Foreign Exchange Management Act (FEMA)
The Foreign Exchange Management Act (FEMA), 1999 is the primary legislation governing foreign exchange transactions and cross-border capital flows in India, replacing the Foreign Exchange Regulation Act (FERA) with a liberalised, civil penalty-based framework aligned with current account convertibility.
FEMA came into force on 1 June 2000, replacing the draconian Foreign Exchange Regulation Act (FERA), 1973. The shift from FERA to FEMA was philosophically significant — FERA was a criminal statute that presumed guilt, with violations leading to imprisonment. FEMA, in contrast, is primarily a civil law that treats foreign exchange violations as civil offences, with penalties in the form of fines rather than imprisonment (except for money laundering cases, which are covered by PMLA).

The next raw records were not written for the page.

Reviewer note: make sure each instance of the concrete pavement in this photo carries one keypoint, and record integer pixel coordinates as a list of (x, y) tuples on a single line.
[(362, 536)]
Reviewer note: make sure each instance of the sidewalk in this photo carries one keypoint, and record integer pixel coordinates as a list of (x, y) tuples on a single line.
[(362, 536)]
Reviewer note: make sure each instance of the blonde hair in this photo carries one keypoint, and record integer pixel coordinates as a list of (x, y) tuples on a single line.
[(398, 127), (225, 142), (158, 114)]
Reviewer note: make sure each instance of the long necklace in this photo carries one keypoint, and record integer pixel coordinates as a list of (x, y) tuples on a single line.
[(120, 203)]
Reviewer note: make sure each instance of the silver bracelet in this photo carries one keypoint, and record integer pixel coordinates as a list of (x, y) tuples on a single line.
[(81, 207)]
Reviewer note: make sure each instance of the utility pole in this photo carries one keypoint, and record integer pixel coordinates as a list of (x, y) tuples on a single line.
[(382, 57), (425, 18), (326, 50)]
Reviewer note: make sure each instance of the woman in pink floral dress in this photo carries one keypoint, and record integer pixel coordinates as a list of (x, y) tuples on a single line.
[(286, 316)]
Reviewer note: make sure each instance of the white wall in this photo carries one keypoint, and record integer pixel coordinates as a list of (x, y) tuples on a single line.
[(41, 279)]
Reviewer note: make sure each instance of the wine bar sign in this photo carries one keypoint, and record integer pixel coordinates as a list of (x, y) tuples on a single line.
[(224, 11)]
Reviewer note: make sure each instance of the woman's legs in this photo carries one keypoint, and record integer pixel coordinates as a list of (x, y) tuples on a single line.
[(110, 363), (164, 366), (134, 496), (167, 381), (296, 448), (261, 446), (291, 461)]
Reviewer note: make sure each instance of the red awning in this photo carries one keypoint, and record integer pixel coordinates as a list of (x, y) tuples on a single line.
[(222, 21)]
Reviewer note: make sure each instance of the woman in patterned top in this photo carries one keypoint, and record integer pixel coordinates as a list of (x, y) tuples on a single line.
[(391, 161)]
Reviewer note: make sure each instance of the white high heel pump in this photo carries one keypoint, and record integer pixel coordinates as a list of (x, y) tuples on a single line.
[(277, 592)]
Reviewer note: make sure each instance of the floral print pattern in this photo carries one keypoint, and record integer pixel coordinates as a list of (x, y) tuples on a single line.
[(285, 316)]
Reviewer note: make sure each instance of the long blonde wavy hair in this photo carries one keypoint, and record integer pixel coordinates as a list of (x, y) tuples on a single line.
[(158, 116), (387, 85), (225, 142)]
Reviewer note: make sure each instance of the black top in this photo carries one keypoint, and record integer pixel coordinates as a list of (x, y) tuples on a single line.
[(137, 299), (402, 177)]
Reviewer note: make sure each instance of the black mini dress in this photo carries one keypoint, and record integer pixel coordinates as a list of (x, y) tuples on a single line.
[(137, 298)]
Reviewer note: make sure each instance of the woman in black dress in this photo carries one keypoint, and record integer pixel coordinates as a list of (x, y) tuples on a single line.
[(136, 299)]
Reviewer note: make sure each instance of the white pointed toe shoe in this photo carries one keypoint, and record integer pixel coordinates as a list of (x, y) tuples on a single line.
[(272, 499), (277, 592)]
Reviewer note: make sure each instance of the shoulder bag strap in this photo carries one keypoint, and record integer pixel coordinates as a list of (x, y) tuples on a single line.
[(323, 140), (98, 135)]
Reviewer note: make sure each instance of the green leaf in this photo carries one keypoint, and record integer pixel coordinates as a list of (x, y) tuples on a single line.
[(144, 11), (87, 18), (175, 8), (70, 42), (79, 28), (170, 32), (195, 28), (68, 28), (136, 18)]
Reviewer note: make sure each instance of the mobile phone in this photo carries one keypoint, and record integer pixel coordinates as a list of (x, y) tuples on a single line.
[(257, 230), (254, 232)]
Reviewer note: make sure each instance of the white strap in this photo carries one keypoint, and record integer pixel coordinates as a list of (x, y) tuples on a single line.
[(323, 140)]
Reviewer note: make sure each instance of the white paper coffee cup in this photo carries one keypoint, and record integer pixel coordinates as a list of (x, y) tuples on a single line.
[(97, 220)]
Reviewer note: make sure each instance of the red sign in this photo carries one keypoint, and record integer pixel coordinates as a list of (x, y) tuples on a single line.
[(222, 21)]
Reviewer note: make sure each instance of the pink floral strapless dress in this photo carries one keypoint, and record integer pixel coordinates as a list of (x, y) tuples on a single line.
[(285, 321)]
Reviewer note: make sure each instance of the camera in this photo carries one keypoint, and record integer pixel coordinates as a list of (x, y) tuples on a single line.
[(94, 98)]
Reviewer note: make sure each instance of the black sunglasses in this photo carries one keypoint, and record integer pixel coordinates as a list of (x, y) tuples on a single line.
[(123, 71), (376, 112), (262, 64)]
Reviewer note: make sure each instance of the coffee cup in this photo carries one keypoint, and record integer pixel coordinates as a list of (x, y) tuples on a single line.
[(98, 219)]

FEMA governs all transactions involving foreign exchange — current account transactions (trade in goods and services, remittances), capital account transactions (FDI, FPI, ECBs, overseas investments), and acquisition and holding of immovable property abroad or in India by non-residents. The Reserve Bank of India (RBI) is the primary enforcement and regulation authority under FEMA, and the Enforcement Directorate (ED) investigates violations.
Key provisions of FEMA include the framework for current account convertibility (trade and service payments are freely permitted within prescribed limits), liberalised remittance scheme for resident individuals (USD 250,000 per financial year), rules governing FDI entry routes (automatic vs. government approval), and regulations for NRI investments, FCNR deposits, and overseas direct investment by Indian entities.
The FEMA framework has been progressively liberalised since 2000. The RBI periodically issues Master Directions and circulars that update permissible activities, enhance limits, and streamline the compliance requirements. The Overseas Investment Rules notified in August 2022 represented a major overhaul of the overseas investment framework, allowing Indian individuals and companies greater flexibility in making investments abroad.
For investors, corporates, and NRIs, FEMA compliance is a critical aspect of structuring cross-border transactions. Violations of FEMA — including improper repatriation, unauthorised holding of foreign assets, or non-disclosure of foreign assets — carry significant penalties and reputational consequences.